Furthermore, the report reviews the issues of privacy, transparency, trust and civil liberties within existing legal and policy frameworks. However, it becomes apparent that predictions and predictive analytics need careful and mindful designs, responding to emerging ethical, legal and social issues (ELSI) when the impacts of predictive policing occur at individual and organisational levels, affecting the day-to-day life of residents, communities and frontline officers. While it is important to maintain and revisit existing legal requirements and frameworks, it is also important to respond to emerging information and data practices, and notions of “obscurity by design” and “prodecural data due processes” are ways of rethinking and designing relationships between privacy, data, algorithms and predictions. Even the term transparency needs further reflections to make progress on issues concerning what it means under the context of predictive analytics and how it can be achieved by taking into account renewed theoretical, ethical, practical and legal considerations. Under this context, “transparent predictions” is proposed wherein the importance and potential unintended consequences are outlined with regards to rendering prediction processes interpretable to humans and driven by causations rather than correlations. Critical reflections on such a proposal are useful, for example this two part series – (1)(2), further contextualising transparency both in prediction precesses and case-specific situations.

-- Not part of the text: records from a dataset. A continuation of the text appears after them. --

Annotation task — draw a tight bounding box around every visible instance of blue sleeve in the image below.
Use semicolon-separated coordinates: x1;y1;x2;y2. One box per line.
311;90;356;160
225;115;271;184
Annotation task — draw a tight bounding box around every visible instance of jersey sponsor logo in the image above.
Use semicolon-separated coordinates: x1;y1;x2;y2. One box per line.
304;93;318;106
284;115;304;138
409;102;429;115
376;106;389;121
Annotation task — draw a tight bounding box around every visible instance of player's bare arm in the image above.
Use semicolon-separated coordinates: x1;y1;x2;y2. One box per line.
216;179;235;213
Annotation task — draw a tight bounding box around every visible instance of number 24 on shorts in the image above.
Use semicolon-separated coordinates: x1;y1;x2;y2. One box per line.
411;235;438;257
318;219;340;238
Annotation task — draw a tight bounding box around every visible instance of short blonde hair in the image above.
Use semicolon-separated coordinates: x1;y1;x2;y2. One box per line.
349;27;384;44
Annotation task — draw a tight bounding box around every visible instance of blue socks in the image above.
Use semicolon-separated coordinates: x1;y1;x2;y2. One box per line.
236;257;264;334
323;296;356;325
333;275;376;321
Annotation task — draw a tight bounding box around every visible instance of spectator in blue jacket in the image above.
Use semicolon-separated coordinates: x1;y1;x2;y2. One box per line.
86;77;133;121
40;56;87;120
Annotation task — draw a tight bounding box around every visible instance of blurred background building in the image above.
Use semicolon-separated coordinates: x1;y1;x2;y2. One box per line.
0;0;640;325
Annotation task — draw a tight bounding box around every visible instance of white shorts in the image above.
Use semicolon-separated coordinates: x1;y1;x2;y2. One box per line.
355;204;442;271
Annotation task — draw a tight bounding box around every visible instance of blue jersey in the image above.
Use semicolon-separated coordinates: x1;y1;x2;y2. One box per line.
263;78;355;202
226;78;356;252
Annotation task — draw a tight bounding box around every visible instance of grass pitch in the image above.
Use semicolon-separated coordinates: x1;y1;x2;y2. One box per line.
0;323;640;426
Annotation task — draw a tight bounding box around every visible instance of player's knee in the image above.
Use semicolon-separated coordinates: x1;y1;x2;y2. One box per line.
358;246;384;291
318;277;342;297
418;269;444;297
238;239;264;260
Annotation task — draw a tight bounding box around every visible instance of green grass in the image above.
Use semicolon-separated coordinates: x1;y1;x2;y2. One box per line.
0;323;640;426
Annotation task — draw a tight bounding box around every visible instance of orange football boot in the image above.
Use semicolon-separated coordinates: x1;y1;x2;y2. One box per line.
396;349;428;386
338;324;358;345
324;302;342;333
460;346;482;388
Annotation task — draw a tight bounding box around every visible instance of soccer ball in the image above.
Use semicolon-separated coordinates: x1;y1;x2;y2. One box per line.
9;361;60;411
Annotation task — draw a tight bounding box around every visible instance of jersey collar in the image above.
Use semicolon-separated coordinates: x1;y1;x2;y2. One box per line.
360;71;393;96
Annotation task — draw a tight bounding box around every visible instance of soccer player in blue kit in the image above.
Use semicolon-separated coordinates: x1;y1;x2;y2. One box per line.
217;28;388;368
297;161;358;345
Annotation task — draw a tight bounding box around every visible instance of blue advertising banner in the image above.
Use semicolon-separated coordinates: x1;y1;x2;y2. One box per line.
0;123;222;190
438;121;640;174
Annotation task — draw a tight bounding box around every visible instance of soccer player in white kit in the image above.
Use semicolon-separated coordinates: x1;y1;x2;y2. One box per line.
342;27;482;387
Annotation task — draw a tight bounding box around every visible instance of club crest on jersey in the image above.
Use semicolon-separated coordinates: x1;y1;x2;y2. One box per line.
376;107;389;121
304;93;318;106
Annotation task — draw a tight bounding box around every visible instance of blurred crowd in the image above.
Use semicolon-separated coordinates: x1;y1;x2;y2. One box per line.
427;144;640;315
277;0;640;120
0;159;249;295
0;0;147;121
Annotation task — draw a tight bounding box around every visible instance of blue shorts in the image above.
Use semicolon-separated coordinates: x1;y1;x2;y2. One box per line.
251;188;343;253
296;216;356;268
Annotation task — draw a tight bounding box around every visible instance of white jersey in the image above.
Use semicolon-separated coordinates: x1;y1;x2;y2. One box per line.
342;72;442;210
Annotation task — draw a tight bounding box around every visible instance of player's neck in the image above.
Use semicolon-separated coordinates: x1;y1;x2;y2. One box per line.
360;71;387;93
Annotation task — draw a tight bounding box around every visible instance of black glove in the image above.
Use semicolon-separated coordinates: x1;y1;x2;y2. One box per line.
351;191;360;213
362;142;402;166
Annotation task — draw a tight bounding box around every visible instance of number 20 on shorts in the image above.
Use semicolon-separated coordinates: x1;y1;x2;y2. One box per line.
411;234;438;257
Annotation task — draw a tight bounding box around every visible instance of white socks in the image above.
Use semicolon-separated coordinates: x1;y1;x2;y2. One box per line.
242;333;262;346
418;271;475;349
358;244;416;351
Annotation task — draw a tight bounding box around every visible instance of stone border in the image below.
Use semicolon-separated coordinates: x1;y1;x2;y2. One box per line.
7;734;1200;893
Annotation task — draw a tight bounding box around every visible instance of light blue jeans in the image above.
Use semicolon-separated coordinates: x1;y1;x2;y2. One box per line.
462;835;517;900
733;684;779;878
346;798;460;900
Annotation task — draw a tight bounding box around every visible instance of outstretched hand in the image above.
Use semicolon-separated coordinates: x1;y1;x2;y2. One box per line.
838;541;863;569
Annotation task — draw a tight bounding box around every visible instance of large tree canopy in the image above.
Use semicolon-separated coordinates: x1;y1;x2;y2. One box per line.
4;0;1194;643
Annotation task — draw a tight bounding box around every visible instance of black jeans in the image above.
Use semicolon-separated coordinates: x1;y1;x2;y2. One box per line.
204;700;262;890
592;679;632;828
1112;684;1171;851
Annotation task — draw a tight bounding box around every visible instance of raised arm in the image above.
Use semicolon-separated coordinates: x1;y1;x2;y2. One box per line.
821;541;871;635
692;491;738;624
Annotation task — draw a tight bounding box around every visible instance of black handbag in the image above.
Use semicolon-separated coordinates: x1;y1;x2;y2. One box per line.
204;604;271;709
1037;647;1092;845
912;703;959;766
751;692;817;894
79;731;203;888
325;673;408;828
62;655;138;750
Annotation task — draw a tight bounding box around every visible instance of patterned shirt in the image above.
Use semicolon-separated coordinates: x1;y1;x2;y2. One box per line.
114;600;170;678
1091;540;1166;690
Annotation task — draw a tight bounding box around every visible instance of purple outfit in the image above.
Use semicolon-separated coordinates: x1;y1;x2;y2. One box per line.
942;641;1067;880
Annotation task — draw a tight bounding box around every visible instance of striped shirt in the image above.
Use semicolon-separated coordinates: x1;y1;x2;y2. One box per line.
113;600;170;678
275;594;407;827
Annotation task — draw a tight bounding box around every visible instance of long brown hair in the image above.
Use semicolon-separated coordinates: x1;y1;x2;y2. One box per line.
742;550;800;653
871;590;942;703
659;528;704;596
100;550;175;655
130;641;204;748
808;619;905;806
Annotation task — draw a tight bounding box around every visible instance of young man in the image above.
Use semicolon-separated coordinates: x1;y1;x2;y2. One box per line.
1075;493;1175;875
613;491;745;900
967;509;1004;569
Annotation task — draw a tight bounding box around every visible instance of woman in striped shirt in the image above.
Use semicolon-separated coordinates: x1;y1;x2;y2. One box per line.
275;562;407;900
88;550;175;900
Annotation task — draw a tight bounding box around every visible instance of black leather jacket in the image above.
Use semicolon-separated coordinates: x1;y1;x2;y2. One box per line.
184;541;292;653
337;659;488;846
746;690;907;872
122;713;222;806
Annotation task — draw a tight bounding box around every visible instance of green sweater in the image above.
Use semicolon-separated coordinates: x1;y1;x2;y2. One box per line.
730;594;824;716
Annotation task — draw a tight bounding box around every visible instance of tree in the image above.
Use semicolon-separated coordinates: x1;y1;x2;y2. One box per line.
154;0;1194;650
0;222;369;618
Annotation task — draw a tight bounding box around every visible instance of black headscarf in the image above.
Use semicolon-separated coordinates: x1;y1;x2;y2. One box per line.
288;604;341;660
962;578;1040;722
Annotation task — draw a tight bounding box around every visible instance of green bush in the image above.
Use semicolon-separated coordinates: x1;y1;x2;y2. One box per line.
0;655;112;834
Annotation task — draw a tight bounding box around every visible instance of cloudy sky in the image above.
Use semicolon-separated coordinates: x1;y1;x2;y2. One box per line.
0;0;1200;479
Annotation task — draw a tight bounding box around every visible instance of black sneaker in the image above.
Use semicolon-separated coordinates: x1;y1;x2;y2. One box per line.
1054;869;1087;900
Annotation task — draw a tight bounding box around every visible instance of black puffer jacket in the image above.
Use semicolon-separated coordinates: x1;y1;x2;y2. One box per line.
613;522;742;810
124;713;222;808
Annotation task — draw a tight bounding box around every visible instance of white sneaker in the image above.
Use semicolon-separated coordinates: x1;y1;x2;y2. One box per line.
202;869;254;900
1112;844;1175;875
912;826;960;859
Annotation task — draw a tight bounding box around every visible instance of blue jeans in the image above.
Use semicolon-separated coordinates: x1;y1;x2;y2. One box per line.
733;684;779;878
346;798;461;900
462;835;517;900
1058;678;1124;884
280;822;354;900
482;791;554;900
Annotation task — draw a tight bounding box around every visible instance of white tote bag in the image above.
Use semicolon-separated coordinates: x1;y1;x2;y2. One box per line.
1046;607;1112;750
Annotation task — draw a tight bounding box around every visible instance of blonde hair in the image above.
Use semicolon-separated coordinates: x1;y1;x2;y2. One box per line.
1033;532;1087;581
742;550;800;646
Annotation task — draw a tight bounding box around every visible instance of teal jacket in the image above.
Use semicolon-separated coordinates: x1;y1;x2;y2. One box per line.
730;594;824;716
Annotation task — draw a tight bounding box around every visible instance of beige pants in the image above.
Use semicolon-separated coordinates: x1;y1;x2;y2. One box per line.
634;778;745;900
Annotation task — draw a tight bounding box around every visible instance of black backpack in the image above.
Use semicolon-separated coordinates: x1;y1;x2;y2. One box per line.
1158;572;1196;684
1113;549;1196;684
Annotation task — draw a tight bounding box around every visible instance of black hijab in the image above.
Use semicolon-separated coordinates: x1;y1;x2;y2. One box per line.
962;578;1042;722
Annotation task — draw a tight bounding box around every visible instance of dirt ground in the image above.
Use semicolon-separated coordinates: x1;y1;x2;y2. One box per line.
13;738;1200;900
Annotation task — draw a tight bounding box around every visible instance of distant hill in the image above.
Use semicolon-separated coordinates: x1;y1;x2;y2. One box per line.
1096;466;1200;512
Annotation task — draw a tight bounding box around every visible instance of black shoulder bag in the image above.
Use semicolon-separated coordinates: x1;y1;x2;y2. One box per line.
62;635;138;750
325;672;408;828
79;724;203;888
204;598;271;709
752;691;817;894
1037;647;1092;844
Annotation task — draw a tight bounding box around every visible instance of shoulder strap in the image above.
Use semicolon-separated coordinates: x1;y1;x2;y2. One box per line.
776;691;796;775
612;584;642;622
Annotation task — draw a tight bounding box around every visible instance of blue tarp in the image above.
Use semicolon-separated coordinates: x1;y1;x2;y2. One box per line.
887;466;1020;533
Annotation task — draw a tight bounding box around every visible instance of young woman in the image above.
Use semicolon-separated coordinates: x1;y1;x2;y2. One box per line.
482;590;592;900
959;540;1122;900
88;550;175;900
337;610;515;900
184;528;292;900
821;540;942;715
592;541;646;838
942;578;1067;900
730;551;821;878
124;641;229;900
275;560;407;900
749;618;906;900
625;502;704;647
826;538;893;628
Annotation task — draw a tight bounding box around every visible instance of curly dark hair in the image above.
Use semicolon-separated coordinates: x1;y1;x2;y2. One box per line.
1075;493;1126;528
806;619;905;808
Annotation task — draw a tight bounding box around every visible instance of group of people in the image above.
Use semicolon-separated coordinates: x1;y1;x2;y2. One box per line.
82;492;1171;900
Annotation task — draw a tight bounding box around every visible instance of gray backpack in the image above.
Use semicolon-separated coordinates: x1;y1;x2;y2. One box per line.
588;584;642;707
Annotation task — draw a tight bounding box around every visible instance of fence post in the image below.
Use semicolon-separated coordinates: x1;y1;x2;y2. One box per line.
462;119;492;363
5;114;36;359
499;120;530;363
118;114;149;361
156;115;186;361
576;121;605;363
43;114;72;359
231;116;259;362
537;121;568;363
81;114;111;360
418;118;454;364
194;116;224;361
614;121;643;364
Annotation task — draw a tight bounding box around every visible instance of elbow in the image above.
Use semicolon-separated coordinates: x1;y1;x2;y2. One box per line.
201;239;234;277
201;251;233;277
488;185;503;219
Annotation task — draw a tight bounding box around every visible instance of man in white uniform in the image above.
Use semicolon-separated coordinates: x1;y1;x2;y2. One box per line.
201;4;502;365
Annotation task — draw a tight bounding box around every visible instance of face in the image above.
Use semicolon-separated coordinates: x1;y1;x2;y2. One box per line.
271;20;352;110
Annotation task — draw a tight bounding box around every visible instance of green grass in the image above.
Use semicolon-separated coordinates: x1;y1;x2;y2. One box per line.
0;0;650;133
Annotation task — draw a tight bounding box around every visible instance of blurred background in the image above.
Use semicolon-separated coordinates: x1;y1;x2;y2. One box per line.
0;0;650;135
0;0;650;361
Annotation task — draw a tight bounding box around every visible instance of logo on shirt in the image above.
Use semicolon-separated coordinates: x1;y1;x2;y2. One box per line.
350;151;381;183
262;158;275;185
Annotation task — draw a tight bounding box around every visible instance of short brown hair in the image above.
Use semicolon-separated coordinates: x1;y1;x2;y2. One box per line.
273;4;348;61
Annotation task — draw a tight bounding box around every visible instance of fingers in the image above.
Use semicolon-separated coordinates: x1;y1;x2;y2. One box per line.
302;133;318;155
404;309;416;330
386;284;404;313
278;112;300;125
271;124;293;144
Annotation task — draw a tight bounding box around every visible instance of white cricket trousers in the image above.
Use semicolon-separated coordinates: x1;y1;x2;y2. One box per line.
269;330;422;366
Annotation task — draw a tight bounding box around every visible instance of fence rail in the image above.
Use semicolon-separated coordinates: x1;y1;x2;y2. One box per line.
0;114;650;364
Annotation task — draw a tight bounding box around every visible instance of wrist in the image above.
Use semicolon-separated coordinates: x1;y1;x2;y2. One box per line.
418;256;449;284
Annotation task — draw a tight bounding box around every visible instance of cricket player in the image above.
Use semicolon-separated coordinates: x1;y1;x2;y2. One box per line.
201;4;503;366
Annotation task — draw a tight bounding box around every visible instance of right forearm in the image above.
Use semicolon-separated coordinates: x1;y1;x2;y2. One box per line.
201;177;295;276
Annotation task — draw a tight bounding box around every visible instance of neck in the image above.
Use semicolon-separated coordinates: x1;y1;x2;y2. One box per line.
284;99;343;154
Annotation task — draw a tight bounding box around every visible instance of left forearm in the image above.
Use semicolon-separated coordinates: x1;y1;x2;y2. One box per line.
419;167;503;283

Additionally, IBM has partnered with New York Fire Department and Lisbon Fire Brigade. The main goal is to use predictive analytics to make smart cities safer by using the predictions to better and more effectively allocate emergency response resources. Similarly, crowd behaviours have already been simulated for understanding and predicting how people would react in various crowd events in places such as major traffic and travel terminals, sports and concert venues, shopping malls and streets, busy traffic areas, etc. Simulation tools take into account data generated by sensors, as well as quantified embodied actions, such as walking speeds, body sizes or disabilities, and it is not difficult to imagine that more data and analysis could take advantage of social media data where sentiments and psychological aspects are expected to refine simulation results (a review of simulation tools).
To bring the discussion to a pause, data, algorithms and predictions are quickly turning not only cities but also many other places into testbeds, as long as there are sensors (human and nonhuman) and the Internet. Data will become available and different kinds of tests can then be run to verify ideas and hypotheses. As many articles have pointed out, data and algorithms are flawed, revealling and reinforcing unequal parts and aspects of cities and city lives. Tests and experiments, such as manipulating user emtions by Facebook in their experiments, can make cities vulnerable too, when they are run without regards to embodied and emotionally chared humans. Therefore, there is a great deal more to say about data, algorithms and experiments, because the production of data and experiments of making use of them are always an intervention rather than evaluation. We will be coming back to these topics in subsequent posts.